Fig. 7.. PCA results calculated across 10 training days based on the complementary method (VAF by the top 10% of PCs).

(A) The results of the Induction → decoder construction (DC) PCA for each of the 10 days during DecNef training in the study by Shibata et al. reported in 2011. Transformation loadings were computed based on fMRI data obtained from each of 10 days during the induction stage, and the transformation loadings were applied to fMRI data in the DC stage. No significant change in VAF by the top 10% of PCs was observed. (B) The results of the DC → Induction PCA. A trend toward an increase in VAF by the top 10% of PCs was observed on Day 10 compared to Day 1 (one-tailed paired t-test, P = 0.055). (C) An additional analysis of the data shown in (B). The top 10% of PCs were classified into top and bottom halves according to contributions to orientation decoding (see text for details). A significant increase in VAF by the top-half PCs was observed on Day 10 compared to Day 1 (green; one-tailed paired t-test, P = 0.033). No significant change in VAF by the bottom-half PCs (black) was identified. Shaded areas represent SEM.

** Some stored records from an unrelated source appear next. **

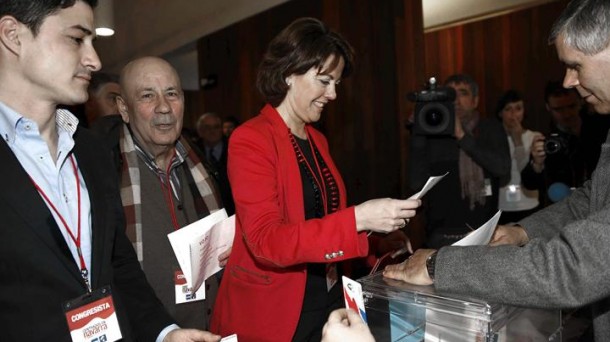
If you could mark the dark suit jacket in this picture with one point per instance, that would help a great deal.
(37, 271)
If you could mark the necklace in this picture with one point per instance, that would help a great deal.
(326, 192)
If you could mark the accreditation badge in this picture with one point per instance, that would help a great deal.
(92, 317)
(185, 294)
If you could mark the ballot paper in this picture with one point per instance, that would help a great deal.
(429, 185)
(198, 245)
(483, 234)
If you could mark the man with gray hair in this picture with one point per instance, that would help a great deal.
(558, 257)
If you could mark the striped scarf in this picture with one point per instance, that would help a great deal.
(201, 186)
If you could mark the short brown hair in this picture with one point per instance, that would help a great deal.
(302, 45)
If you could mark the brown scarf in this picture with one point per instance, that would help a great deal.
(204, 197)
(471, 174)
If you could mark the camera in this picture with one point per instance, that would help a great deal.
(555, 144)
(434, 110)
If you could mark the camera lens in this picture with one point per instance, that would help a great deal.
(433, 118)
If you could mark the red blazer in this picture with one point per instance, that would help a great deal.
(263, 285)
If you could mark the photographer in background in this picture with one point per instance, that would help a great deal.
(568, 156)
(476, 155)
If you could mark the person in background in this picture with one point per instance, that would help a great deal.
(228, 126)
(214, 146)
(567, 158)
(516, 201)
(293, 226)
(62, 234)
(163, 184)
(346, 325)
(103, 91)
(477, 159)
(557, 257)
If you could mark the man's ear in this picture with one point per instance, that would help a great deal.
(122, 108)
(10, 29)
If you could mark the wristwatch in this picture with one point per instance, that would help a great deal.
(430, 264)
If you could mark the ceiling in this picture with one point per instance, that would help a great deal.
(171, 28)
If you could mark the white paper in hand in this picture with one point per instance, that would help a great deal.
(198, 233)
(483, 235)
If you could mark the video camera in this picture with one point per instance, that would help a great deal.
(434, 110)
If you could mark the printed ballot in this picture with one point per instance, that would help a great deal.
(198, 245)
(352, 292)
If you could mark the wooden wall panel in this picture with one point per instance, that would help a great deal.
(365, 125)
(504, 52)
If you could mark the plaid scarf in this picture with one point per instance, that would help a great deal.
(471, 174)
(200, 184)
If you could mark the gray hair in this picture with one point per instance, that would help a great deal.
(585, 26)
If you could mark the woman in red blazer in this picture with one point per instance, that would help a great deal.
(293, 227)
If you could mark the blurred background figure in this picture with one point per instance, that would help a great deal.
(214, 146)
(516, 201)
(103, 91)
(228, 125)
(567, 157)
(476, 156)
(346, 325)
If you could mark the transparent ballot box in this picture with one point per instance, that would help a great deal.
(397, 311)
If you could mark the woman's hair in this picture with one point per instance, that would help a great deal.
(584, 25)
(302, 45)
(509, 96)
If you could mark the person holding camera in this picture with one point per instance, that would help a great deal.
(516, 201)
(567, 157)
(476, 155)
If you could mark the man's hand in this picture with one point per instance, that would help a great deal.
(412, 270)
(190, 335)
(223, 258)
(346, 325)
(509, 235)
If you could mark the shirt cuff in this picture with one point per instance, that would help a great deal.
(166, 331)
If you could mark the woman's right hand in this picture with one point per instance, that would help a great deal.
(385, 215)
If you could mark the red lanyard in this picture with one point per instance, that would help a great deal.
(167, 193)
(76, 240)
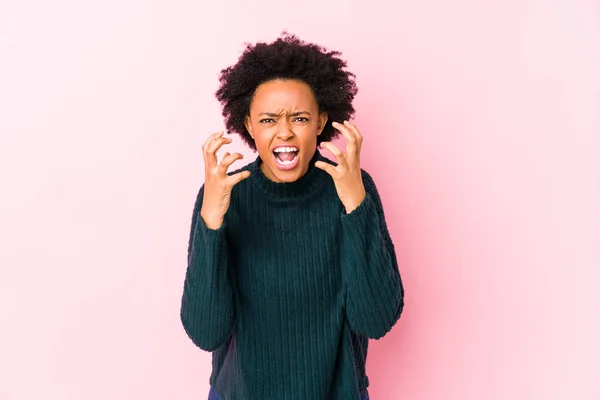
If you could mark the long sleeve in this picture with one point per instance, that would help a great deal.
(374, 290)
(207, 309)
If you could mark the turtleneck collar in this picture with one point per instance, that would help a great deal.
(311, 181)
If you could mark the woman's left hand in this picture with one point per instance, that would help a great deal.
(346, 175)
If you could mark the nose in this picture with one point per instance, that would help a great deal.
(285, 131)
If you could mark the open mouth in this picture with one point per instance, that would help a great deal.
(286, 157)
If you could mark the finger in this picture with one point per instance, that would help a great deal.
(354, 151)
(349, 135)
(339, 156)
(240, 176)
(355, 130)
(210, 160)
(229, 159)
(330, 169)
(216, 145)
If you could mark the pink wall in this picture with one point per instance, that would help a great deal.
(482, 129)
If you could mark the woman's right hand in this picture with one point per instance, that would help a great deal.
(217, 184)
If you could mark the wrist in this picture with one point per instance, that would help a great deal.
(211, 220)
(354, 203)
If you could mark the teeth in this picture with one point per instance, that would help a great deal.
(285, 149)
(286, 162)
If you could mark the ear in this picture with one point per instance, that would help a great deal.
(248, 125)
(323, 116)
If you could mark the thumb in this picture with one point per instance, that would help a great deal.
(330, 169)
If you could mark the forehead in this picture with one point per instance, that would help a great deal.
(283, 94)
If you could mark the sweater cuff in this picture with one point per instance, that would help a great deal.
(207, 239)
(360, 214)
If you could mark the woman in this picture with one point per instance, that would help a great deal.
(291, 268)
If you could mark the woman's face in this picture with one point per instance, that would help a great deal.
(284, 122)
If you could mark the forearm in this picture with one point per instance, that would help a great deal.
(374, 292)
(207, 310)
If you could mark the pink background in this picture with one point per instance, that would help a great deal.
(482, 130)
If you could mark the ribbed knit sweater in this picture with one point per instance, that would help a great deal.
(287, 292)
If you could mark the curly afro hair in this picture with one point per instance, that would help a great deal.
(287, 58)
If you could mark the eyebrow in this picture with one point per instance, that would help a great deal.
(297, 113)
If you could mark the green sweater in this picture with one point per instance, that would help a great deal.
(287, 292)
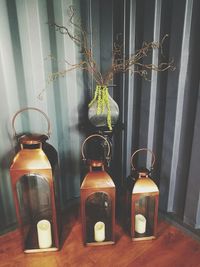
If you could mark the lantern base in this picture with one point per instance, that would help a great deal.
(100, 243)
(40, 250)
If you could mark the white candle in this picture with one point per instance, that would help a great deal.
(140, 224)
(44, 234)
(99, 232)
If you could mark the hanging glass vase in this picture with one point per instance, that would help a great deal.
(103, 111)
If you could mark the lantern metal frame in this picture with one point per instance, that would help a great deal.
(31, 160)
(144, 189)
(97, 182)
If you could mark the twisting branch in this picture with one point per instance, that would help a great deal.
(133, 63)
(119, 63)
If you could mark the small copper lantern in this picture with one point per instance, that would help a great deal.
(97, 202)
(33, 172)
(144, 203)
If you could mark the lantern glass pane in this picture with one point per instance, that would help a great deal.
(144, 223)
(98, 208)
(34, 200)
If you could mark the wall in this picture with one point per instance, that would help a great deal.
(161, 114)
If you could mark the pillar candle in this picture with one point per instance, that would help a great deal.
(140, 224)
(99, 232)
(44, 234)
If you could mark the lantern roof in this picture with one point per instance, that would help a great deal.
(97, 179)
(145, 185)
(30, 159)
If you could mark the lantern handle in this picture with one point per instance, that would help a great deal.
(91, 136)
(30, 108)
(147, 150)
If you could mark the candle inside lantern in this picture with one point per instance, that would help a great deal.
(44, 234)
(99, 232)
(140, 224)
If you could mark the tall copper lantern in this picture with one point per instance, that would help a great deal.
(144, 202)
(35, 188)
(98, 202)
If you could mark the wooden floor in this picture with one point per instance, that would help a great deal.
(172, 248)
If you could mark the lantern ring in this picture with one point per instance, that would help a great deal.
(30, 108)
(147, 150)
(91, 136)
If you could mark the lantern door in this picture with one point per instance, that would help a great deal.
(36, 213)
(144, 216)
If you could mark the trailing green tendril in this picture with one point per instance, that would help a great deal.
(102, 97)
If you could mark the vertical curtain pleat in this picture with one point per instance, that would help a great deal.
(161, 114)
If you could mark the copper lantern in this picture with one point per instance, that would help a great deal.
(144, 202)
(97, 202)
(33, 175)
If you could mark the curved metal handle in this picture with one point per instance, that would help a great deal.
(31, 108)
(147, 150)
(91, 136)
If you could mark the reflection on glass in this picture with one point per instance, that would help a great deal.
(98, 209)
(34, 204)
(144, 216)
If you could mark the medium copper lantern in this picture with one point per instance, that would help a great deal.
(143, 202)
(33, 175)
(97, 202)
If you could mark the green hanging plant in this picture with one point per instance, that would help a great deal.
(101, 95)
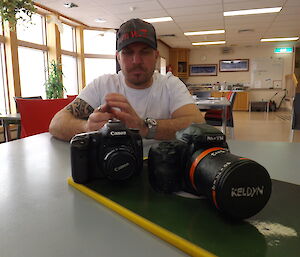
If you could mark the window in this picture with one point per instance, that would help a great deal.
(67, 38)
(34, 31)
(69, 68)
(100, 50)
(3, 92)
(32, 65)
(1, 27)
(95, 67)
(68, 60)
(100, 42)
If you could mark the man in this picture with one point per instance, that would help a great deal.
(157, 105)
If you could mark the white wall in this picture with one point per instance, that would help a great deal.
(163, 50)
(212, 55)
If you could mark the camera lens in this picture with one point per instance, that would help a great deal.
(119, 164)
(238, 187)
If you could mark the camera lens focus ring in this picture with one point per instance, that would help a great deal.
(119, 164)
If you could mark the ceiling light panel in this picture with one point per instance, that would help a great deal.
(208, 32)
(279, 39)
(253, 11)
(160, 19)
(208, 43)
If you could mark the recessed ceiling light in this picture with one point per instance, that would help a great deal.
(100, 20)
(161, 19)
(208, 32)
(253, 11)
(279, 39)
(70, 5)
(209, 43)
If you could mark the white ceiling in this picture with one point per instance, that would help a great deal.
(192, 15)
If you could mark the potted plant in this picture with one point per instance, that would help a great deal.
(54, 85)
(14, 10)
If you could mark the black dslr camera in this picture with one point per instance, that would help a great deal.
(200, 162)
(114, 152)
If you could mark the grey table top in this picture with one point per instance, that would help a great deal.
(41, 215)
(216, 102)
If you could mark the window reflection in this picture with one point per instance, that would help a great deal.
(69, 68)
(67, 38)
(32, 31)
(32, 71)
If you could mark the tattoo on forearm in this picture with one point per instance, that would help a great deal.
(80, 109)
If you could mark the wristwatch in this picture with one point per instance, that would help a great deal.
(151, 124)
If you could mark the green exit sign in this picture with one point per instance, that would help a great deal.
(283, 50)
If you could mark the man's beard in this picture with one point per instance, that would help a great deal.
(139, 79)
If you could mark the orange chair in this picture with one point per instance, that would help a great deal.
(36, 114)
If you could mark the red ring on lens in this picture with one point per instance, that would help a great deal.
(197, 160)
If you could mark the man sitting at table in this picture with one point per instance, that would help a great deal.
(157, 105)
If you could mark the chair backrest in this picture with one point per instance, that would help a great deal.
(26, 97)
(36, 114)
(203, 94)
(72, 96)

Fig. 8.. Comparison of fMRI signal qualities.

(A) Mean absolute z-scores across voxels for the induction and decoder construction (DC) stages. No significant difference was observed between values (two-tailed paired t-test, P = 0.662). Black lines in the box plots represent median values. Areas with darker colors indicate 95% confidence intervals and areas with lighter colors indicate 1 SD. Gray dots show individual data points. (B). Mean absolute z-scores across voxels on each day of the induction stage. No significant difference was observed between Day 1 and Day 10 (two-tailed paired t-test, P = 0.638). Shaded areas represent SEM.

Fig. 9.. Schematic of the structure of the neural network simulation.

See the text and Appendix D for details.

Fig. 10.. The results of the neural network simulation.

Each line shows a probability distribution of the likelihood that the activities of neurons in the neuronal-level layer with random initial values converged to activities corresponding to different orientations before (blue) and after (red) DecNef training. The simulation was repeated 10 times with slightly different initial parameters to account for the diversity of 10 participants in the original study (Shibata et al., 2011). Shaded areas represent SEM. See Appendix D.4 for details.

Fig. 11.. Results of the DC → Induction PCA on fMRI data obtained from a baseline period.

No significant difference in the proportions of PCs accounting for 80% of the variance was observed between Day 1 and Day 10 (one-tailed paired t-test, P = 0.149). Shaded areas represent SEM.